The Company incurred debt issuance costs of approximately $0.1 million, which were recorded as a debt discount and are being amortized to interest expense over the repayment period for the original loan using the effective interest rate method.  The interest expense related to the debt discount during the three and nine months ended September 30, 2018 was approximately $6,000 and $30,000, respectively, and during the three and nine months ended September 30, 2017 was approximately $11,000 and $33,000, respectively.   
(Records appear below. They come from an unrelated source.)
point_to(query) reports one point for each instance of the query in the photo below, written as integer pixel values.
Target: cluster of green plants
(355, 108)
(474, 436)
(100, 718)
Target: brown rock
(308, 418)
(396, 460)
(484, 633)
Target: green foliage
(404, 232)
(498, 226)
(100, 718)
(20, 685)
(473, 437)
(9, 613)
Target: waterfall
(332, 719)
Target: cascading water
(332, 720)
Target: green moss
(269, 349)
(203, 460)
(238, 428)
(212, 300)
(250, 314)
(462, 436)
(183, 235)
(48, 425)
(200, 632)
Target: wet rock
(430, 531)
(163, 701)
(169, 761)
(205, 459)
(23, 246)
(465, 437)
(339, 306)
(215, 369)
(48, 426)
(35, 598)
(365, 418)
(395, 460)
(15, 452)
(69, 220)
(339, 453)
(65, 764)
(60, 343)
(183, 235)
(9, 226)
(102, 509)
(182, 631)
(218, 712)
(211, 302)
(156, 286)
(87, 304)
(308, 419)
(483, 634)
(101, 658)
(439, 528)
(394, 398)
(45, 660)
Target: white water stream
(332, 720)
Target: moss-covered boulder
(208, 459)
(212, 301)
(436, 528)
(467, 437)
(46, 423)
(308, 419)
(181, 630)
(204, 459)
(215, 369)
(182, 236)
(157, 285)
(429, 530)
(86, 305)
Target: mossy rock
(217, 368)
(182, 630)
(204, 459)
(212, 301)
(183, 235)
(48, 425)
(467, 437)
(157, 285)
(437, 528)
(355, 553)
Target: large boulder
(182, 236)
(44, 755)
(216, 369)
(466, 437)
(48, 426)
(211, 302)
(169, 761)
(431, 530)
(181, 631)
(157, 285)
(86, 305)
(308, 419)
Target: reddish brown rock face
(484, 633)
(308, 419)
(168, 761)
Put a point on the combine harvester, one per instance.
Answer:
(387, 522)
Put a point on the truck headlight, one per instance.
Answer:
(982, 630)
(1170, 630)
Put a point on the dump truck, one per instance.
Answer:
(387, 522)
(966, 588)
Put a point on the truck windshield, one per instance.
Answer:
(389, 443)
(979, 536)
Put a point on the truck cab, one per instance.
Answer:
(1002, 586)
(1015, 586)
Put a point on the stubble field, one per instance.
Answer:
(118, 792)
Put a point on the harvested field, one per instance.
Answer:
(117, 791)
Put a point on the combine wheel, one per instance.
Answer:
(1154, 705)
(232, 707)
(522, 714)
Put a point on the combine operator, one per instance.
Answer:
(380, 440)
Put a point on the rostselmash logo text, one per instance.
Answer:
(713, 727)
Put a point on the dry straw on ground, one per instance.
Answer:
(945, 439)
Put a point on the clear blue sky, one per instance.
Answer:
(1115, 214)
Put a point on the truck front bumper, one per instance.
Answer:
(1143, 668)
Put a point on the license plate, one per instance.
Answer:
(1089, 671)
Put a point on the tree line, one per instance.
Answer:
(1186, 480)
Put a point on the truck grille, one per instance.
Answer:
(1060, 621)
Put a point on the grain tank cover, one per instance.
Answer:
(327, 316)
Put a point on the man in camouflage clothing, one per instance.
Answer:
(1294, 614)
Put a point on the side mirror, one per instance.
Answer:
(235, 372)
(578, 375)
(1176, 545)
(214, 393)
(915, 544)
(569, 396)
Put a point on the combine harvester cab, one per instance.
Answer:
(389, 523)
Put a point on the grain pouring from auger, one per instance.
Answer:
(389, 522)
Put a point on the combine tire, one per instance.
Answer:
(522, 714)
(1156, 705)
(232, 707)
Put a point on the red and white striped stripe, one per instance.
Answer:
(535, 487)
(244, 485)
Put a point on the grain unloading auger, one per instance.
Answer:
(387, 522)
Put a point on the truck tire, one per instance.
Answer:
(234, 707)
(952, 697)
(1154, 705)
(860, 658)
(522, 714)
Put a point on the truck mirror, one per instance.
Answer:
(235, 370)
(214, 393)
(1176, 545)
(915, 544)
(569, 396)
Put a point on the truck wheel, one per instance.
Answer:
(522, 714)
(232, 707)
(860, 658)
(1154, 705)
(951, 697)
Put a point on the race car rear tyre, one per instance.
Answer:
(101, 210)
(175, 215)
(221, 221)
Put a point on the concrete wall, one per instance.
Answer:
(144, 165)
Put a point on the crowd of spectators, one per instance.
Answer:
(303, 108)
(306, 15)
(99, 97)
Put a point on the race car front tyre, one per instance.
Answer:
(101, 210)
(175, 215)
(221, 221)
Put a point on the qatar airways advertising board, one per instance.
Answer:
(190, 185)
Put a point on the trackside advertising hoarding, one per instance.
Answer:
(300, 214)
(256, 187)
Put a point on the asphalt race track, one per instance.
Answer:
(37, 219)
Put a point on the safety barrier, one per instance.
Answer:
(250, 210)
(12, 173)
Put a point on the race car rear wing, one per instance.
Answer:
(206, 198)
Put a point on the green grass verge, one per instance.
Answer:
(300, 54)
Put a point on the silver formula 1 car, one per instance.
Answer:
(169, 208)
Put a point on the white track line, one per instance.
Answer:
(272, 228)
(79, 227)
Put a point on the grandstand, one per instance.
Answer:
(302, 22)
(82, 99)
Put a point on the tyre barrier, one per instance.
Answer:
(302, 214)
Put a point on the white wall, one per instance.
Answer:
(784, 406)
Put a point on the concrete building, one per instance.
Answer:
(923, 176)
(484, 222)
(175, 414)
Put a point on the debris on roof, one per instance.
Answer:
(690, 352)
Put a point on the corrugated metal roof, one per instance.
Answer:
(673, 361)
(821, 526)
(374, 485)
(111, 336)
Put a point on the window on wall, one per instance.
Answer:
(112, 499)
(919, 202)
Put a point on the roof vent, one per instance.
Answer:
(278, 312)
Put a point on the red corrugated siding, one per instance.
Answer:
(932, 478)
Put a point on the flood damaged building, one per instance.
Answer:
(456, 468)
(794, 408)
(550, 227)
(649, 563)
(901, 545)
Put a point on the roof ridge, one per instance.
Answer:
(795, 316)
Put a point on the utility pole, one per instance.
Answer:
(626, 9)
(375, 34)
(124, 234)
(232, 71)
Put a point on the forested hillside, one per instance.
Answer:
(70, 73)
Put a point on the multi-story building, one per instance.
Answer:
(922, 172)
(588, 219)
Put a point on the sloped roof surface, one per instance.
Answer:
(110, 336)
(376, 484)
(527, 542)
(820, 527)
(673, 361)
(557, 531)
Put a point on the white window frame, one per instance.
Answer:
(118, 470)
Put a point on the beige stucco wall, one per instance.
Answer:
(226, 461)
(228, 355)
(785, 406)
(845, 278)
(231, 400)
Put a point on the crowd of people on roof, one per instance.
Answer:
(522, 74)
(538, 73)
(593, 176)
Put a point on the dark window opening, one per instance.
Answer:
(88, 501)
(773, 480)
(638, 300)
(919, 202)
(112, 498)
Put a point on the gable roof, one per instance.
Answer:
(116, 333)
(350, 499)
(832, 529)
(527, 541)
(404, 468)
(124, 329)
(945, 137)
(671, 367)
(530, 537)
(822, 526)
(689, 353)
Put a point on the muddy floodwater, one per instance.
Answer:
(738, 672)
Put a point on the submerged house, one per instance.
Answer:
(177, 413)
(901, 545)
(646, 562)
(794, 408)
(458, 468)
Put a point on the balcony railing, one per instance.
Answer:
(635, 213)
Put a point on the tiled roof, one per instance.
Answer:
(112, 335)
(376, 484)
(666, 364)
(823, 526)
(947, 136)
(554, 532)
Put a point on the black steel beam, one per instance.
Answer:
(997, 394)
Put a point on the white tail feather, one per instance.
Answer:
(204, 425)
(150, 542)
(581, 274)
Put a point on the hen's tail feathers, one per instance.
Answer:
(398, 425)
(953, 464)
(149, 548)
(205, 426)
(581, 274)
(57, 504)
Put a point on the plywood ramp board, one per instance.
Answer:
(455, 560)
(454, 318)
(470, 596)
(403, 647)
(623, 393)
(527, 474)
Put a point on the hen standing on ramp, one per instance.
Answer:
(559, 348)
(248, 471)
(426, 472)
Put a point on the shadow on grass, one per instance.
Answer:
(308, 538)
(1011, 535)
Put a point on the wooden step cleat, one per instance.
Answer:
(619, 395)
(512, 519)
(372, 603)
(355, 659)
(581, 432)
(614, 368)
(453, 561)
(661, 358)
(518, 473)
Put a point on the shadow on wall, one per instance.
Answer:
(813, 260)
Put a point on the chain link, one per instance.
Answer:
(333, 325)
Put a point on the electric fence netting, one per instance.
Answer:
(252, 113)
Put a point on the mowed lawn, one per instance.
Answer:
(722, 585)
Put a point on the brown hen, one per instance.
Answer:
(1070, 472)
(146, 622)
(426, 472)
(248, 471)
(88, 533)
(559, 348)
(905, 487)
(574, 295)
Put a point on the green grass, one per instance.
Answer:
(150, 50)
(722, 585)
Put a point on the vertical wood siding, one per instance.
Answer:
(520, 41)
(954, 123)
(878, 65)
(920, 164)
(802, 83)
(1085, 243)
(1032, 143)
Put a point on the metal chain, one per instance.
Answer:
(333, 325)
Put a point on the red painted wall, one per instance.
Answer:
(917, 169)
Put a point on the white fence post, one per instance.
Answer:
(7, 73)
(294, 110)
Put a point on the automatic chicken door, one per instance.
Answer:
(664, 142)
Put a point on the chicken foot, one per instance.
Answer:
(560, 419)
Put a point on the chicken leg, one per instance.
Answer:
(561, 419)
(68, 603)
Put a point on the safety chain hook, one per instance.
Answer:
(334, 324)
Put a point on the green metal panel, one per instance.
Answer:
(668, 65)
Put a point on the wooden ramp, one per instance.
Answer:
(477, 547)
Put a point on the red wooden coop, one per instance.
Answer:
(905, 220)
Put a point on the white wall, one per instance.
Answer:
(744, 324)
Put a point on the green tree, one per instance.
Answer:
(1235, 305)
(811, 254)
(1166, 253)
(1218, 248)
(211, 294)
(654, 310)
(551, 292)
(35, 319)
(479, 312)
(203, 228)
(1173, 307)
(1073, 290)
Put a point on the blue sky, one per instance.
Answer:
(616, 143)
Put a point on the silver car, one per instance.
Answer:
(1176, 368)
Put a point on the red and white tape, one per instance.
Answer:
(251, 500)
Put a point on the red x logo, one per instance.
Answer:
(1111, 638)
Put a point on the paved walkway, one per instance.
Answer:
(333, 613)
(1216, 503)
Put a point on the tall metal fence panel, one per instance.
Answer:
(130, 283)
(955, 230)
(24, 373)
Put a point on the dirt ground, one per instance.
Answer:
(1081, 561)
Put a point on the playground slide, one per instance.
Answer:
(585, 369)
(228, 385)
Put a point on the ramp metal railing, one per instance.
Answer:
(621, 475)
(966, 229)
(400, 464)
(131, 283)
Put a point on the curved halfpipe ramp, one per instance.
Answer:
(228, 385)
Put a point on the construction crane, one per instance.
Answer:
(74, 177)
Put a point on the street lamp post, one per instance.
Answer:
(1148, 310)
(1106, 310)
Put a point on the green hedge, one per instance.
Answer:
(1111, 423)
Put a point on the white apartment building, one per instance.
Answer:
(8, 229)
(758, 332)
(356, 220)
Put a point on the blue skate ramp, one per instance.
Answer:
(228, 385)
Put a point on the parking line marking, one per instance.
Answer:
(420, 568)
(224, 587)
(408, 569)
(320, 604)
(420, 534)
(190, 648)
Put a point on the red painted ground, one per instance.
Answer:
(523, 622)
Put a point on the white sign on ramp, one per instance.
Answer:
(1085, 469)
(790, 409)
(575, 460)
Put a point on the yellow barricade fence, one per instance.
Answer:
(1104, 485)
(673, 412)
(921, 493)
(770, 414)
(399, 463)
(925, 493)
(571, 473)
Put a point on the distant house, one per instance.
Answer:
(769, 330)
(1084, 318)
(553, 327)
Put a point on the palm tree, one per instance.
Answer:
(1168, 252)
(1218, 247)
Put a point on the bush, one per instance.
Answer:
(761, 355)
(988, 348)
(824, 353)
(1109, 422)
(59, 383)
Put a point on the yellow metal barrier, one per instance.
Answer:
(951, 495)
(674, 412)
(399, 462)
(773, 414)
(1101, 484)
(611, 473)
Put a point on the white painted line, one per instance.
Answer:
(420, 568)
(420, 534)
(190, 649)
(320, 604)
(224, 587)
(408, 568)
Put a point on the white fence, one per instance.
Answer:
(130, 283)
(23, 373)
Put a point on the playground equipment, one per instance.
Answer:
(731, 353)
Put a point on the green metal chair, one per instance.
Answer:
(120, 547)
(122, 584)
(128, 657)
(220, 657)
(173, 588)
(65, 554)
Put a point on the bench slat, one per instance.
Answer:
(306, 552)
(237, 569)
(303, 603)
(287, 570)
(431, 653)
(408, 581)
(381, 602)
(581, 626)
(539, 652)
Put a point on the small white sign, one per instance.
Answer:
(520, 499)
Semi-annual interest payments have been made in each of August 2016, February 2017, August 2017, February 2018 and August 2018, for approximately $336,000, $420,000, $434,000, $463,000 and $383,000, respectively, in-kind with the issue of additional notes (Interest Notes) to the Purchasers.  The Interest Notes have terms identical to the Notes. As of September 30, 2018, the Notes and Interest Notes could be converted into a maximum of 2,361,445 shares of common stock at $4.25 per share, excluding the effects of future payments of interest in-kind and a beneficial ownership ceiling of 9.9%.

As of September 30, 2018, the outstanding convertible notes payable of $10.0 million was due in August 2019.  The maturity date was subsequently extended and the amount of indebtedness outstanding reduced, as discussed above.